Et parmi les ouvertures, il y a celle d'une grosse SAQ Dépôt, donc à prix réduits en tout temps, à Saint-Bruno, sur le bord d'une autoroute, prévue l'automne prochain.

Et parmi le réaménagement, depuis deux ans, il y a eu aussi la fermeture d'une succursale au centre-ville de Rimouski et une autre au centre de Shawinigan et celle du Vieux-Québec et celle de Pointe-Saint-Charles et Saint-Michel... Plusieurs autres «réaménagements» seraient prévus.

«Les succursales sont rentables, mais on veut qu'elles soient plus rentables encore, note le maire Dorais. On nous dit: ce n'est pas grave, les citoyens iront au marché Atwater... Mais ça ne se fait pas facilement en transports en commun!»

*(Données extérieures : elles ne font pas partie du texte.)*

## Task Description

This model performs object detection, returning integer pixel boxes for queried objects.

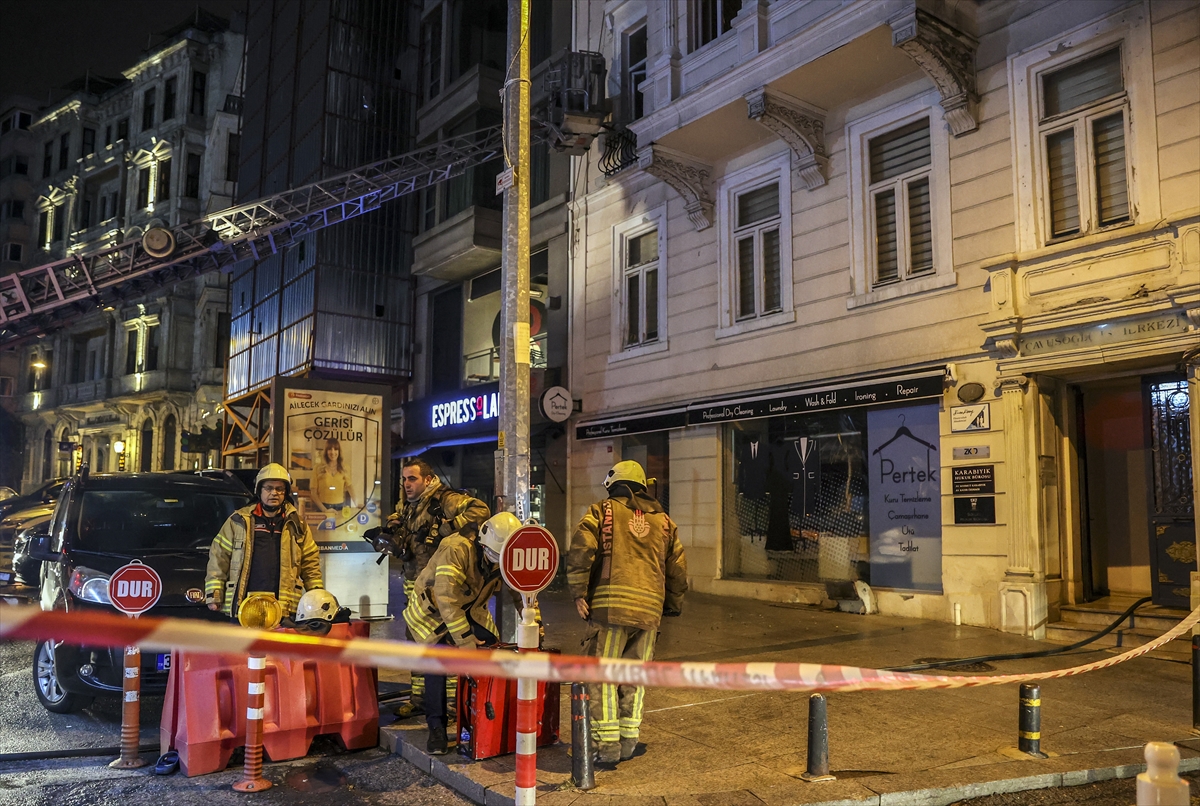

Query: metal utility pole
[496,0,529,642]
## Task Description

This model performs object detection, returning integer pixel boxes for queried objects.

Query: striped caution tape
[0,606,1200,691]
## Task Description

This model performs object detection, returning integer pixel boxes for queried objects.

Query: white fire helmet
[254,462,292,495]
[604,459,646,489]
[479,512,521,564]
[294,588,337,636]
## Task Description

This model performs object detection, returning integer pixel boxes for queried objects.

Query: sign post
[500,525,558,806]
[108,560,162,770]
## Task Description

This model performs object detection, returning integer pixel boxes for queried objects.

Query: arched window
[138,417,154,473]
[42,428,54,480]
[161,414,175,470]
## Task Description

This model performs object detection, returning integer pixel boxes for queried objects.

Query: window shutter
[762,229,784,313]
[870,118,930,184]
[738,236,755,319]
[738,182,779,227]
[1042,48,1124,118]
[875,191,899,283]
[1092,112,1129,227]
[908,176,934,275]
[1046,128,1079,237]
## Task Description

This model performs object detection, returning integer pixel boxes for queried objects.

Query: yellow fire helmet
[238,590,283,630]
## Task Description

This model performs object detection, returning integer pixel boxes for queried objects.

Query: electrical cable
[881,596,1151,672]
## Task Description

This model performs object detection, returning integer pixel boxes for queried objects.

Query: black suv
[29,468,251,714]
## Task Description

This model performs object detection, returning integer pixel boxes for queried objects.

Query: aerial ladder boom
[0,126,503,345]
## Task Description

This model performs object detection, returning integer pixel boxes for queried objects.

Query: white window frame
[1008,5,1160,252]
[716,151,796,338]
[608,204,668,362]
[846,90,959,309]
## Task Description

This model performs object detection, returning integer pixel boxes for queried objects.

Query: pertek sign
[108,560,162,615]
[500,527,558,594]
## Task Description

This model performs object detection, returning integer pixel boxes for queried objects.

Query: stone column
[997,375,1046,638]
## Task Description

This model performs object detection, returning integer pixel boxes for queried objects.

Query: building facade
[17,11,245,488]
[569,0,1200,637]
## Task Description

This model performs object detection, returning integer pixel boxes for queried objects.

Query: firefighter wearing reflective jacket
[204,462,325,619]
[404,512,521,756]
[566,462,688,764]
[388,458,492,718]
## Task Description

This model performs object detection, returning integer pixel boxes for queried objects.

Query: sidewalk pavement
[376,593,1200,806]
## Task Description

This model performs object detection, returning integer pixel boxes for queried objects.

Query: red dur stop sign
[500,527,558,594]
[108,560,162,615]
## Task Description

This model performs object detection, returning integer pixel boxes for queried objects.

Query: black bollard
[800,694,836,783]
[571,682,596,790]
[1016,682,1049,758]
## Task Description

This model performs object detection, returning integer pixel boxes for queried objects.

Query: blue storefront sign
[866,404,942,593]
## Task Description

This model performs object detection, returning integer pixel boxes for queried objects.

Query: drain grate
[912,657,996,672]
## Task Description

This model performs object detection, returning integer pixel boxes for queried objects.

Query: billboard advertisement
[271,378,391,618]
[866,403,942,593]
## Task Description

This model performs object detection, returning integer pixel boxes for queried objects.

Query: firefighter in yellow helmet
[404,512,521,756]
[204,462,325,619]
[566,461,688,764]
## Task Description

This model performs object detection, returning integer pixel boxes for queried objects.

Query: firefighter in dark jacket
[566,462,688,764]
[388,458,492,718]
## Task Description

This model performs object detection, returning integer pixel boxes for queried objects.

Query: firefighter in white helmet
[204,462,325,619]
[404,512,521,756]
[566,461,688,764]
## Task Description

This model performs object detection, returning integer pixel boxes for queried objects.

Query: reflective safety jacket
[404,535,500,649]
[204,501,325,619]
[389,477,492,581]
[566,486,688,630]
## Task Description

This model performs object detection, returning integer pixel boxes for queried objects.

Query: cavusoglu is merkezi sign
[430,392,500,428]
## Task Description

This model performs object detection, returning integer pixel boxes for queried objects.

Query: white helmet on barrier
[479,512,521,564]
[254,462,292,495]
[604,459,646,489]
[293,588,337,634]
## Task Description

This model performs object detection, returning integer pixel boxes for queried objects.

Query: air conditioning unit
[539,50,608,156]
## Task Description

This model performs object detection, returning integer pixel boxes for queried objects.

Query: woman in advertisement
[312,438,354,515]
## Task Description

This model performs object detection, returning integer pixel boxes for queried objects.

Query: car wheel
[34,640,94,714]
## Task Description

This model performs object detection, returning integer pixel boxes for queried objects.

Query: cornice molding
[892,8,979,137]
[637,143,713,231]
[745,86,829,191]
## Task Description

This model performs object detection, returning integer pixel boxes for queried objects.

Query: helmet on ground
[604,459,646,489]
[293,588,337,634]
[479,512,521,563]
[254,462,292,495]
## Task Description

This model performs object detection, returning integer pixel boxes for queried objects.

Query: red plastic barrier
[158,621,379,776]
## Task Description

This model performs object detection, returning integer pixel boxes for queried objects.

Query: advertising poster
[866,404,942,593]
[272,380,390,618]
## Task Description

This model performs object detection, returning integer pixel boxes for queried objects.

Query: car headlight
[67,565,113,605]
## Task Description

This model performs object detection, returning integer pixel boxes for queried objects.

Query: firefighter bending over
[566,462,688,764]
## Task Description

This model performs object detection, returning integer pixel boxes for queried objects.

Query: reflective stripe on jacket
[404,535,500,649]
[204,503,325,619]
[566,492,688,630]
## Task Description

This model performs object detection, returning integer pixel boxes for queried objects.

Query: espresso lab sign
[866,405,942,591]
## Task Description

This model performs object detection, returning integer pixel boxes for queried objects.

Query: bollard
[800,694,836,783]
[233,655,271,792]
[571,682,596,790]
[1138,741,1192,806]
[1016,682,1049,758]
[109,646,145,770]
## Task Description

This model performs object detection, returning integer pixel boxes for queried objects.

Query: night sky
[0,0,246,104]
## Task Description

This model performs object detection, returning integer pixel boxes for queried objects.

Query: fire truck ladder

Il est clair que la densification de Montréal passe par le développement d'artères commerciales pleines de vie. Et parce que la SAQ a le monopole de la vente d'alcool, ses décisions ont immensément d'impact sur le développement de ces rues. Regardez les «noyaux villageois» montréalais, du village Monkland à l'avenue Laurier Est, en passant par l'avenue du Mont-Royal, la rue Masson, etc. La SAQ est au centre de l'action. Elle attire la clientèle. Elle solidifie la fréquentation.

Comme elle a le monopole de la vente l'alcool, personne ne peut répliquer à ses décisions, en ouvrant un petit commerce là où elle a choisi de se retirer, en attirant une clientèle dans les avenues où elle décide de ne pas tenter sa chance.

Veut-on lui laisser tout cet impact? Une autre question à poser à son sujet.